Geographically Weighted Polynomial Regression:Selection of the Optimal Bandwidth and the Optimal Polynomial Degrees and Its Application to Water Quality Index Modelling

Fatmawati, Toha Saifudin, Nur Chamidah

2018

Abstract

In this paper we introduce geographically weighted polynomial regression (GWPolR) model as a generalization of GWR model. It is an alternative solution to overcome the existence of nonlinear relationships between response variable and one or more explanatory variables involved in spatial modelling. This study aims to provide a procedure for finding the optimal bandwidth and polynomial degrees in the GWPolR technique. This procedure is applied to Water Quality Index (WQI) modelling based on several factors.

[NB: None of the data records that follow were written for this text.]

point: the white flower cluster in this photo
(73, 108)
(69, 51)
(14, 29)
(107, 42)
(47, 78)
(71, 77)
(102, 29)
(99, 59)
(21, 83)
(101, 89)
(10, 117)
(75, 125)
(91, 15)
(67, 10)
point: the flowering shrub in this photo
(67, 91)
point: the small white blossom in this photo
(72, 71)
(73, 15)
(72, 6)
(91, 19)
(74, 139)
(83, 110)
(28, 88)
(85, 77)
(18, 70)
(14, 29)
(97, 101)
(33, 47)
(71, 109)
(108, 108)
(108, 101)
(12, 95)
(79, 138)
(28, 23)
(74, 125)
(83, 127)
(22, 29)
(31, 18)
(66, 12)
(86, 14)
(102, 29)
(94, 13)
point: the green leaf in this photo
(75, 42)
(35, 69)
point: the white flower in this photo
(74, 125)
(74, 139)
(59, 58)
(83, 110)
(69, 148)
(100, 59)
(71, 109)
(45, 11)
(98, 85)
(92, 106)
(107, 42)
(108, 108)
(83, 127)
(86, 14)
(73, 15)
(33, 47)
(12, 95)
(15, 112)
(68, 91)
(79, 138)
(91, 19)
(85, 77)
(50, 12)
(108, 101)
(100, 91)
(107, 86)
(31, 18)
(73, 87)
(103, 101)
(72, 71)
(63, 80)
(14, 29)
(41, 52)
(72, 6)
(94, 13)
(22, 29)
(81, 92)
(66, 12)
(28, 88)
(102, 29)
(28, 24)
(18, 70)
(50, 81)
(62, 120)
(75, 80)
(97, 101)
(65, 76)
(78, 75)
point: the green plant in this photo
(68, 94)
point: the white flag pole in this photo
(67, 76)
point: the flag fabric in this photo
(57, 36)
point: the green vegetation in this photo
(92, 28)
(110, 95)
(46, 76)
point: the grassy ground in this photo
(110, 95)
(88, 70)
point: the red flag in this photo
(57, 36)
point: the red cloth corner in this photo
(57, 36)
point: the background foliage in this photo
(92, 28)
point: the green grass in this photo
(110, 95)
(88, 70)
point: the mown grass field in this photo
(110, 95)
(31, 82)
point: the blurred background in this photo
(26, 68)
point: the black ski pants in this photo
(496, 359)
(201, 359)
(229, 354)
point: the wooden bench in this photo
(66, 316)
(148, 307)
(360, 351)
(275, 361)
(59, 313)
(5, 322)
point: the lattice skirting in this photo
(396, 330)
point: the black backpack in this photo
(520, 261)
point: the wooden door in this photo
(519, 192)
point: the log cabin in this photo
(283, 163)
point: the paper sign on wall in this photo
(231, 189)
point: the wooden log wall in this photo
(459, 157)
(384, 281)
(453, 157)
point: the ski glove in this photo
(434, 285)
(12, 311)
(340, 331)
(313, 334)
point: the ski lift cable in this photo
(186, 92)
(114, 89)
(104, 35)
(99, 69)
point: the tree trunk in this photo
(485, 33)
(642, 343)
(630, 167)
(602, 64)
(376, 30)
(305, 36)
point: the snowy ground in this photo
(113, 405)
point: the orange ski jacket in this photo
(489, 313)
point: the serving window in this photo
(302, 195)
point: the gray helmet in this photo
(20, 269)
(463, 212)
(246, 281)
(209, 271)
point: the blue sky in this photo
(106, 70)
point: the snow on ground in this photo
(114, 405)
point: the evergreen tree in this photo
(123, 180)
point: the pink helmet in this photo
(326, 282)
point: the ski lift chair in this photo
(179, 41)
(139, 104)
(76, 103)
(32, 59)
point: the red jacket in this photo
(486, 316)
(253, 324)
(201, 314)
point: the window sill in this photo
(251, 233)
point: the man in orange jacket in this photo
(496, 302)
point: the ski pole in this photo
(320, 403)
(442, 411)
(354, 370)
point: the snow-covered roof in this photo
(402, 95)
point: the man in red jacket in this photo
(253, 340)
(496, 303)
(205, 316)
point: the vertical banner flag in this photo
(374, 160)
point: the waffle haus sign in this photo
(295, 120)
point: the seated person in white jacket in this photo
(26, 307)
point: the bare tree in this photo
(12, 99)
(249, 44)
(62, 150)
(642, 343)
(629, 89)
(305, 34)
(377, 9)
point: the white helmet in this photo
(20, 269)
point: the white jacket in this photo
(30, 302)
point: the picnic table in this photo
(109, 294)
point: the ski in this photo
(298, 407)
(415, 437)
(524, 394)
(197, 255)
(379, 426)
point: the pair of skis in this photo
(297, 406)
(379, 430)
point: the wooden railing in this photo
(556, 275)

Because GWR method does not account for nonlinearity relationships of the spatial data type, we hypothesize that a GWPolR model will help us better understand how the factors are related to WQI patterns. Both types of models were applied to examine the relationship between WQI and various explanatory variables in 33 provinces of Indonesia. The goal was to determine which approach yielded a better predictive model. Based on three explanatory variables, i.e. percentage of untreated waste, population density, and number of micro industries, the GWR produced a spatial precision, i.e. R2, of 35.28%. GWPolR efforts increased the value explained by explanatory variables with better spatial precision (R2 = 50.12%). The results of GWPolR approach provide more complete understanding of how each explanatory variable is related to WQI, which should allow improved planning of explanatory management strategies.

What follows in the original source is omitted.